George Wilkins
His colleague
The following is an imagined account from the life of George Wilkins, an English dramatist and writer who was often found in criminal activity. He formed a relationship with William Shakespeare in London and collaborated with him on the play Pericles, The Prince of Tyre.
Transcript:
I expect you’re surprised to find me in this company aren’t you, after all the trouble I’ve been in? Up in court time and again for being drunk, for beating women up, for keeping a disorderly house (as they call it) - you name it. But there was a time when I thought I might make a respectable living as a writer. My father was a poet, he knew Edmund Spenser and people like that. I know Latin, and I’ve translated some books, and I’ve written plays for the King’s Men, no less. There were those terrible happenings up north - the Calverley family – a man who murdered his wife and kids and was tried for it and pressed to death with stones, heavier and heavier until he could stand it no more – a terrible way to go, he lasted for hours before giving up the ghost. Well I read all about it in a pamphlet, and so did my pal Thomas Middleton. He started to write a play called A Yorkshire Tragedy – never got round to finishing it, but a publisher got hold of it and pretended it was by Shakespeare.

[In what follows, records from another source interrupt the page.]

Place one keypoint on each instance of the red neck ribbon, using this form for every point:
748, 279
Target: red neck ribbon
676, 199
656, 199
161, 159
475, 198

And I wrote a play about it too, called The Miseries of Enforced Marriage, a good piece of work though I say it myself, and it was put on by the King’s Men and published. By that time I’d gotten to know Shakespeare, we’d come across each other when he was lodging with a family called Mountjoy, up in Silver Street. It began to look as if I might make a decent living as a playmaker, and Shakespeare wanted to write a play about Pericles and needed help especially with scenes set in a brothel, which is where I came in handy, and we wrote it together and soon afterwards I turned it all into a book called The Painful Adventures of Pericles, Prince of Tyre which was printed. And the play was printed too, in a lousy edition and did very well on stage but I never made a penny out of it, and I took to drink and – well, that’s it, really.